University of Freiburg: Heinz Maier-Leibnitz Prize goes to Maike Hofmann

Immunologist Dr. Maike Hofmann will receive the Heinz Maier-Leibnitz Prize from the German Research Foundation (DFG). The decision was made by a selection committee appointed by the DFG and the Federal Ministry of Education and Research. The prize is considered the most important award for young researchers in Germany. This year it will be granted ten times and is endowed with 20,000 euros each.

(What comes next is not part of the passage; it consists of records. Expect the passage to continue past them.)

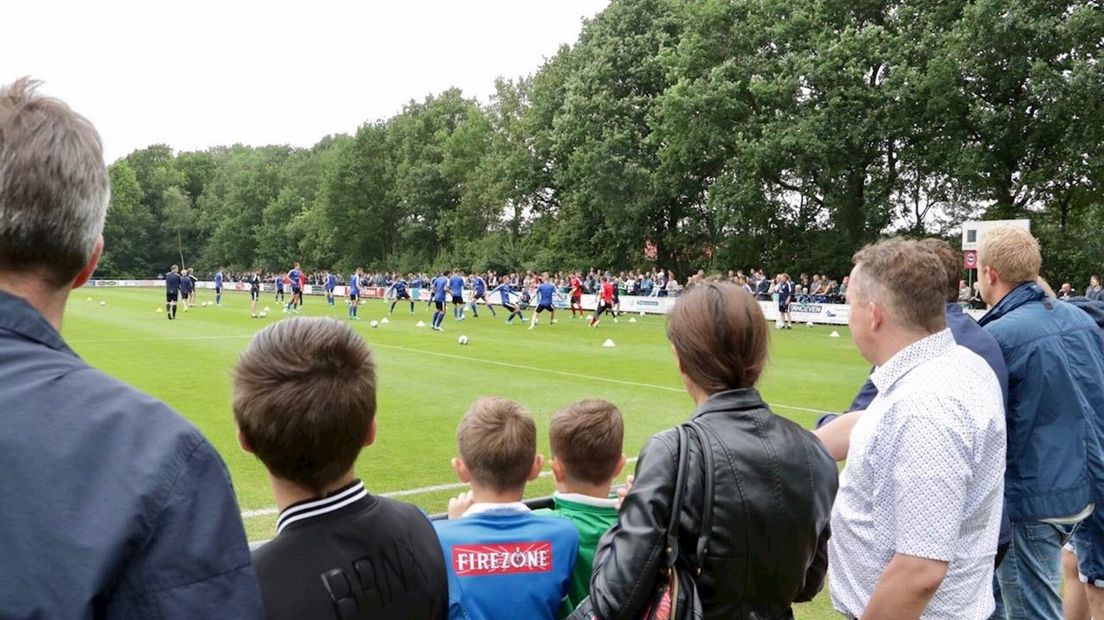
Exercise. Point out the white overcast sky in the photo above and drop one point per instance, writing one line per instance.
(205, 73)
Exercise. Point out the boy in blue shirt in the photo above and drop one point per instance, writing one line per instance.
(218, 287)
(456, 288)
(331, 284)
(438, 288)
(503, 290)
(544, 292)
(479, 291)
(354, 294)
(502, 560)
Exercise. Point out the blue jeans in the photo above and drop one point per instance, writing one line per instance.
(1031, 572)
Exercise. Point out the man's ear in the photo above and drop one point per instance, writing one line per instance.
(243, 441)
(89, 268)
(621, 466)
(462, 470)
(558, 472)
(370, 436)
(535, 471)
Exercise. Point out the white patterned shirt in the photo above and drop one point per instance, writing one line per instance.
(924, 478)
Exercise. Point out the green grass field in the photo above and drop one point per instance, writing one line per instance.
(426, 381)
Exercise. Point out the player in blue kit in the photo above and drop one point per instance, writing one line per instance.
(331, 282)
(479, 292)
(279, 288)
(218, 287)
(505, 290)
(353, 287)
(544, 294)
(186, 288)
(254, 291)
(296, 276)
(171, 292)
(437, 290)
(456, 288)
(399, 287)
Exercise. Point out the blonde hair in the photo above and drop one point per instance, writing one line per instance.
(1012, 253)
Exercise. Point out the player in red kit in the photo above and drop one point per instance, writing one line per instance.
(576, 296)
(605, 301)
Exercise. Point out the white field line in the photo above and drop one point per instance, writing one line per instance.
(418, 491)
(450, 485)
(465, 359)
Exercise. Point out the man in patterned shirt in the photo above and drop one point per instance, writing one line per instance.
(915, 523)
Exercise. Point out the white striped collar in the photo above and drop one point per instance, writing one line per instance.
(310, 509)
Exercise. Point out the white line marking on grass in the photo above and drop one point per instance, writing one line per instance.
(403, 493)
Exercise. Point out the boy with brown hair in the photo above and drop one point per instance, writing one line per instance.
(586, 439)
(503, 562)
(304, 399)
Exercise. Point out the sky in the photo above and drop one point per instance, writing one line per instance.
(207, 73)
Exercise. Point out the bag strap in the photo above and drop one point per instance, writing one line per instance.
(680, 482)
(707, 511)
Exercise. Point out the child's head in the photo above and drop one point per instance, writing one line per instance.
(305, 399)
(586, 441)
(497, 441)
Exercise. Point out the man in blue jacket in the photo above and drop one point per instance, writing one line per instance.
(113, 505)
(1054, 473)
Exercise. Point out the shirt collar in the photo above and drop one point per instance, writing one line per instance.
(585, 500)
(486, 508)
(911, 356)
(21, 318)
(314, 508)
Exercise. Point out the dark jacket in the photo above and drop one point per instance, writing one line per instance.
(774, 485)
(112, 505)
(1055, 372)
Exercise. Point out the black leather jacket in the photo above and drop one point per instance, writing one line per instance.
(773, 488)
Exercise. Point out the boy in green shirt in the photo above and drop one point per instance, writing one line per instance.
(585, 440)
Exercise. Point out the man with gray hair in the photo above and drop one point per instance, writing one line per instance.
(916, 519)
(114, 505)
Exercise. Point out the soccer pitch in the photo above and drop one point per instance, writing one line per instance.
(426, 380)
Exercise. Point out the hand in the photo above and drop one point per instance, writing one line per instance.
(459, 504)
(624, 490)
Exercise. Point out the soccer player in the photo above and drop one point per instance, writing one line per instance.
(171, 292)
(186, 288)
(479, 291)
(456, 288)
(785, 294)
(505, 289)
(544, 292)
(295, 276)
(354, 294)
(254, 291)
(331, 282)
(605, 301)
(218, 287)
(399, 286)
(576, 295)
(438, 288)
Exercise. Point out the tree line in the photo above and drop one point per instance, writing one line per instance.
(711, 134)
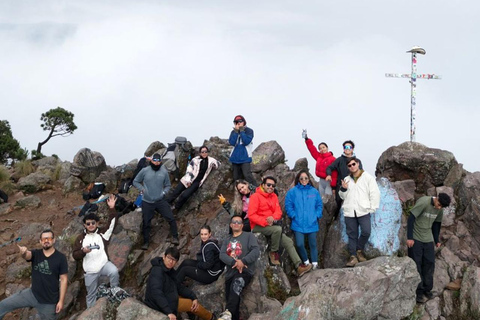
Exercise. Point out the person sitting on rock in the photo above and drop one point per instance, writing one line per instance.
(166, 294)
(197, 171)
(265, 217)
(91, 247)
(304, 206)
(208, 266)
(241, 138)
(239, 253)
(423, 230)
(153, 181)
(49, 280)
(324, 158)
(240, 204)
(361, 198)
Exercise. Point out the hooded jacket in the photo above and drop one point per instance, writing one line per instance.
(94, 261)
(209, 258)
(304, 206)
(163, 288)
(263, 205)
(323, 161)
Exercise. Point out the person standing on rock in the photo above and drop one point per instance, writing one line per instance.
(197, 171)
(265, 217)
(304, 206)
(324, 158)
(239, 252)
(423, 230)
(361, 198)
(91, 247)
(340, 165)
(166, 294)
(49, 280)
(241, 138)
(154, 183)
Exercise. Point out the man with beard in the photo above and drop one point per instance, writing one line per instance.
(153, 182)
(48, 267)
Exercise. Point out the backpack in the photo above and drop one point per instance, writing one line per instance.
(93, 191)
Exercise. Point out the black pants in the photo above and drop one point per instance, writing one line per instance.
(188, 268)
(233, 288)
(243, 171)
(148, 210)
(423, 253)
(182, 193)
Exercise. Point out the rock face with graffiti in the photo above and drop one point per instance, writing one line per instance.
(381, 288)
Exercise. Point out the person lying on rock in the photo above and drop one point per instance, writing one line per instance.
(241, 202)
(208, 266)
(49, 280)
(239, 253)
(166, 294)
(265, 217)
(91, 247)
(423, 230)
(361, 198)
(197, 171)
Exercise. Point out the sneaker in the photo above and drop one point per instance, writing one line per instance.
(361, 257)
(274, 258)
(226, 315)
(352, 262)
(302, 269)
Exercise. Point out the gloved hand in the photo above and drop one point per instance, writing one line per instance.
(222, 199)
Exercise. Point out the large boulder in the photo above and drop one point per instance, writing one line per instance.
(382, 288)
(87, 165)
(428, 167)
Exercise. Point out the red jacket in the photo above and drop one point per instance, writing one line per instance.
(261, 206)
(323, 161)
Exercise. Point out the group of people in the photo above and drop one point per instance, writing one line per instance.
(255, 210)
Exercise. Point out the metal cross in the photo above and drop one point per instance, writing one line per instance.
(413, 81)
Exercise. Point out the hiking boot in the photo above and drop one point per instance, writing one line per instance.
(274, 258)
(302, 269)
(226, 315)
(352, 262)
(361, 257)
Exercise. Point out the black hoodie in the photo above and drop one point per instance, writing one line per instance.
(163, 289)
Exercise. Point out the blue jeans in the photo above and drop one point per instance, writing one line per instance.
(312, 243)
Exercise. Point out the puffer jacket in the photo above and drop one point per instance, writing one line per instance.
(304, 206)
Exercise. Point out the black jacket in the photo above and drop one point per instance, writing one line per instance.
(163, 289)
(209, 258)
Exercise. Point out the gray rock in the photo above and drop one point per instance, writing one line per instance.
(87, 165)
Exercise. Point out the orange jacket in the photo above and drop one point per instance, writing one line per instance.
(261, 206)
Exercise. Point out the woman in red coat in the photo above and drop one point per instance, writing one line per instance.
(324, 158)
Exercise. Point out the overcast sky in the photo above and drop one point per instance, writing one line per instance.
(137, 72)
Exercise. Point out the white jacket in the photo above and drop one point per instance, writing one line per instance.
(362, 197)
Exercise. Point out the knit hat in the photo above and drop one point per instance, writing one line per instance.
(240, 117)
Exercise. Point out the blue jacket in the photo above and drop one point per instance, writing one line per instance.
(304, 206)
(242, 146)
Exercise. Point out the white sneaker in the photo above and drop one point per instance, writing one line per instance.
(226, 315)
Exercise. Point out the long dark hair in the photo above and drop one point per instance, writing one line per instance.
(297, 178)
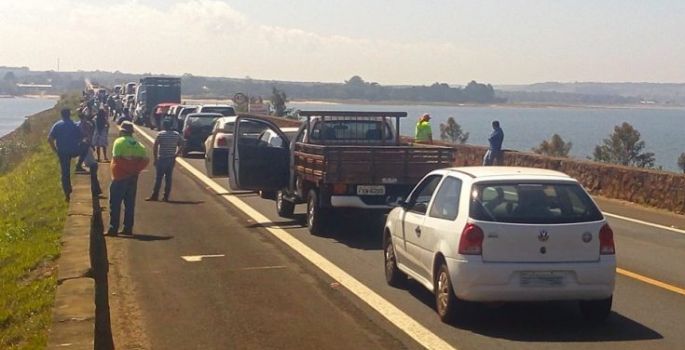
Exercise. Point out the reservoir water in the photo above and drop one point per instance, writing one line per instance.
(662, 129)
(14, 110)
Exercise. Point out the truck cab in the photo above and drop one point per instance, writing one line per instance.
(338, 160)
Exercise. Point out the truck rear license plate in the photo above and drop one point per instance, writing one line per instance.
(367, 190)
(542, 279)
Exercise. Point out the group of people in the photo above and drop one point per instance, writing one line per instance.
(71, 140)
(493, 156)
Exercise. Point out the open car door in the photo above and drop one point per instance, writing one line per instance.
(255, 164)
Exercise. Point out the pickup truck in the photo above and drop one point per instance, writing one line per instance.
(337, 161)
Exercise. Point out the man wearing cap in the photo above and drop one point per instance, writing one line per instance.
(494, 155)
(424, 133)
(167, 147)
(129, 158)
(64, 139)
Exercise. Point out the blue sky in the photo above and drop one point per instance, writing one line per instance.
(392, 42)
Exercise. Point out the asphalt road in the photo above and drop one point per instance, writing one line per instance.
(172, 295)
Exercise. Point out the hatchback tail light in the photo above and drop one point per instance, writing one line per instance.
(471, 241)
(606, 241)
(221, 141)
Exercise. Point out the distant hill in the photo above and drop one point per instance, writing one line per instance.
(12, 78)
(657, 93)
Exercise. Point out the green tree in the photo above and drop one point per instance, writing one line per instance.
(278, 101)
(451, 132)
(624, 147)
(681, 161)
(554, 147)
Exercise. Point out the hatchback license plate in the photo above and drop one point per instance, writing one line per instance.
(366, 190)
(542, 279)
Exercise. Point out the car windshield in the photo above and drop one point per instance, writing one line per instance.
(226, 111)
(202, 120)
(358, 130)
(532, 203)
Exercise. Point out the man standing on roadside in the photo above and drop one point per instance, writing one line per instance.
(64, 138)
(494, 154)
(129, 158)
(424, 133)
(86, 126)
(168, 145)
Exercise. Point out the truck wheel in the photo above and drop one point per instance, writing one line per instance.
(316, 216)
(393, 276)
(596, 310)
(284, 207)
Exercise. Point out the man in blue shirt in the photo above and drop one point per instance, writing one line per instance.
(64, 139)
(494, 155)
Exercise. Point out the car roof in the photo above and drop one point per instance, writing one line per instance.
(167, 104)
(215, 105)
(205, 114)
(506, 172)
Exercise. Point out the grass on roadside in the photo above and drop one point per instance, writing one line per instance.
(32, 215)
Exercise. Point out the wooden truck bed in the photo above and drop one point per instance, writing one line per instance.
(403, 164)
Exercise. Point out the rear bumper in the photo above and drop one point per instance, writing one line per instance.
(474, 280)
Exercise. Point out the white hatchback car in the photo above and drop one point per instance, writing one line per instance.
(500, 234)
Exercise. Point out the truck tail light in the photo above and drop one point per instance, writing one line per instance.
(471, 241)
(221, 141)
(606, 241)
(339, 188)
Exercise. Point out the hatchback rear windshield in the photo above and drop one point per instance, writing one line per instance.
(202, 121)
(226, 111)
(532, 203)
(366, 130)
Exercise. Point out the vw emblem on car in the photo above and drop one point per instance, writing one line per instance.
(543, 236)
(587, 237)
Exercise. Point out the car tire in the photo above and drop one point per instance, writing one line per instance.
(316, 216)
(447, 304)
(209, 166)
(284, 208)
(267, 195)
(596, 310)
(393, 276)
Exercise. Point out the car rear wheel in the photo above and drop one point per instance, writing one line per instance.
(316, 216)
(285, 208)
(596, 310)
(393, 275)
(446, 302)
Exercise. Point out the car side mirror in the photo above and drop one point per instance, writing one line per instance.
(398, 202)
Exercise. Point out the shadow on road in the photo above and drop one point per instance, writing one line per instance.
(184, 202)
(143, 237)
(540, 322)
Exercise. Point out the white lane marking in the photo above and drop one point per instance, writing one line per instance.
(275, 267)
(663, 227)
(197, 258)
(393, 314)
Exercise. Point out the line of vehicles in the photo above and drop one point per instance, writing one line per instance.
(469, 234)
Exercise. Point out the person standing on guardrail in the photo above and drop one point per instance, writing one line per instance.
(64, 139)
(424, 133)
(167, 147)
(129, 158)
(494, 155)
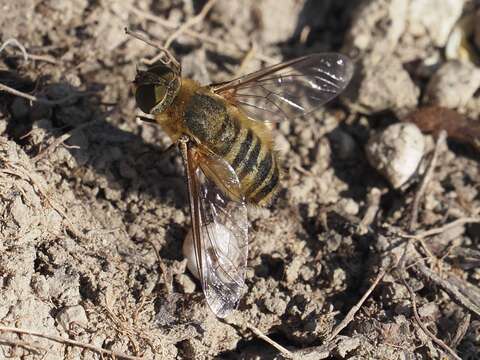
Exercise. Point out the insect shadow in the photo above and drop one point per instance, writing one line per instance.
(121, 167)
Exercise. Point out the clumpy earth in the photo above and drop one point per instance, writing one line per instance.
(93, 211)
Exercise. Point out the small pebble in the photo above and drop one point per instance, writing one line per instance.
(396, 152)
(453, 85)
(72, 314)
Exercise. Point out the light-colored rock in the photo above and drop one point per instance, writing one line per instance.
(369, 31)
(384, 85)
(433, 18)
(396, 152)
(453, 85)
(72, 315)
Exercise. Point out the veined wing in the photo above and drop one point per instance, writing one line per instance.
(289, 89)
(220, 230)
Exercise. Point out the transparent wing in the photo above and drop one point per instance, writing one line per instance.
(290, 89)
(221, 243)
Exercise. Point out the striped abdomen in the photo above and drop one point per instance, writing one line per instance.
(231, 136)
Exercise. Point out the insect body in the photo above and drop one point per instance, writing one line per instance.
(246, 145)
(228, 151)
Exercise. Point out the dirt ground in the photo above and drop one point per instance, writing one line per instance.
(93, 214)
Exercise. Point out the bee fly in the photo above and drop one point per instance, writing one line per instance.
(227, 147)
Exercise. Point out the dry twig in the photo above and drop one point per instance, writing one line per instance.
(351, 314)
(17, 44)
(449, 288)
(439, 342)
(70, 342)
(285, 352)
(426, 179)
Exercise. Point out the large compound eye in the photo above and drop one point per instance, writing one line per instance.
(148, 96)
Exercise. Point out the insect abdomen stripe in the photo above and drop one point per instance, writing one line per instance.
(269, 187)
(243, 150)
(251, 161)
(225, 143)
(262, 172)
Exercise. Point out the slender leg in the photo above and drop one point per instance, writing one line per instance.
(194, 199)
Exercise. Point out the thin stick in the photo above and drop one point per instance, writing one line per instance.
(70, 342)
(17, 44)
(426, 180)
(209, 40)
(450, 288)
(442, 229)
(373, 198)
(285, 352)
(351, 314)
(191, 22)
(439, 342)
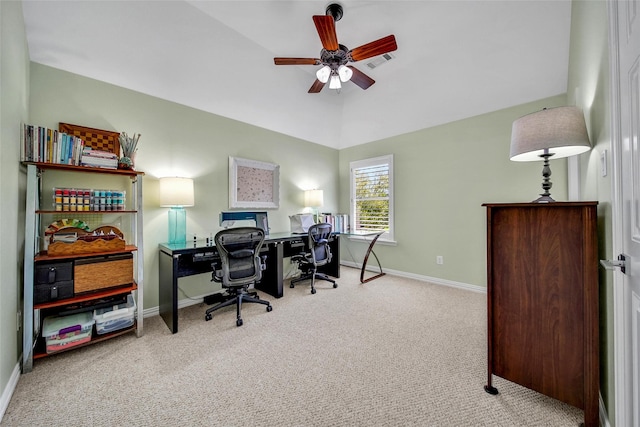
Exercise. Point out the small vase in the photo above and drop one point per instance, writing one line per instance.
(125, 163)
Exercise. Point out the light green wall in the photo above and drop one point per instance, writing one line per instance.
(14, 76)
(589, 88)
(443, 175)
(181, 141)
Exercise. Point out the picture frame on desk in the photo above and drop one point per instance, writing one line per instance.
(253, 184)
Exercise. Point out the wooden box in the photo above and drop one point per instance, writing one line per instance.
(92, 274)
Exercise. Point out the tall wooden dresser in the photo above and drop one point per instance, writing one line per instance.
(542, 300)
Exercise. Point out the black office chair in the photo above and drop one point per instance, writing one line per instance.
(240, 267)
(319, 254)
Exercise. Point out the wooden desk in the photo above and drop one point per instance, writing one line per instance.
(182, 260)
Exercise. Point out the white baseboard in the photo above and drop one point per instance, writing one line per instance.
(155, 311)
(9, 389)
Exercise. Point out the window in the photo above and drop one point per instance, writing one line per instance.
(372, 195)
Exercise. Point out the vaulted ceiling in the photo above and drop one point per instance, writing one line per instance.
(455, 59)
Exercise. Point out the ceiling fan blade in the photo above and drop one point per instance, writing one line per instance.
(327, 31)
(316, 86)
(296, 61)
(375, 48)
(360, 78)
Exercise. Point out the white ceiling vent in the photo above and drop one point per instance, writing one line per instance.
(378, 61)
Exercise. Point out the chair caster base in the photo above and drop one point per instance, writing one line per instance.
(490, 389)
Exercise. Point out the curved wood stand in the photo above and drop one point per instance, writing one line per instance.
(366, 258)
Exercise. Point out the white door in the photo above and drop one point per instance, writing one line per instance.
(625, 127)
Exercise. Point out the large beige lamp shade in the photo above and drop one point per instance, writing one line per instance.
(177, 193)
(558, 132)
(314, 199)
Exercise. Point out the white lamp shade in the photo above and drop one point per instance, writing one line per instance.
(560, 130)
(313, 198)
(334, 83)
(176, 191)
(345, 73)
(323, 74)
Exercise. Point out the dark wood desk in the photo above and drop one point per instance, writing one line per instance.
(182, 260)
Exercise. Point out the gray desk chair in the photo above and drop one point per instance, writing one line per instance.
(319, 254)
(240, 267)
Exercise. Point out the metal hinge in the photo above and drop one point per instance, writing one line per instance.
(621, 263)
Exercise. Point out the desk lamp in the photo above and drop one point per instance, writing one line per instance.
(314, 199)
(559, 132)
(177, 193)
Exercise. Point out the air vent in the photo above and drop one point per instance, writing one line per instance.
(378, 61)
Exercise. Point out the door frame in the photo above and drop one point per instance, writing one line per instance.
(622, 405)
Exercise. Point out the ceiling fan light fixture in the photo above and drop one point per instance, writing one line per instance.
(323, 74)
(345, 73)
(334, 83)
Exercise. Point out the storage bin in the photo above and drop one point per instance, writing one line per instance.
(114, 318)
(63, 332)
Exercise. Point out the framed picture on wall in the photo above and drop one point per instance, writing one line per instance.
(253, 184)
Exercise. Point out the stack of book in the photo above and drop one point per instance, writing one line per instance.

Immune response in viral hepatitis

Maike Hofmann conducts research on the human immune system at the Faculty of Medicine at the University of Freiburg and at the Medical Center – University of Freiburg. She is a research group leader at the Department of Internal Medicine II (Medical Director: Prof. Dr. Robert Thimme) and, among other things, a subproject leader in the Collaborative Research Centers (SFB) 1160 “IMPATH – Immunopathology due to Impaired Immune Responses,” SFB 1479 “OncoEscape – Oncogene-Driven Immune Escape” and TRR 179 “Determinants and Dynamics of Elimination versus Persistence of Hepatitis Virus Infections.” In her habilitation project, Hofmann is investigating how so-called killer cells of the human immune system control viral hepatitis. These cells are a group of white blood cells that have cell-damaging properties and play a central role in the immune response to hepatitis viruses and also liver cancer cells. Since 2019 her work has been funded by the “Margarete von Wrangell Habilitation Program for Women” from the Baden-Württemberg Ministry of Science, Research and the Arts.

Publications about SARS-CoV-2

Most recently, Hofmann was significantly involved in two Freiburg studies on SARS-CoV-2. In their publications, the scientists were able to show that after a SARS-CoV-2 infection, immune cells are formed – so-called memory T cells – which are retained in the body and could mediate a rapid immune response in the event of a new infection. The study was published in the journal Nature Medicine. In a second study, published in Nature, the researchers broke down when initial immune protection can be detected after SARS-CoV-2 vaccination with an mRNA-based vaccine and how the responses of different components of the human immune system develop over months.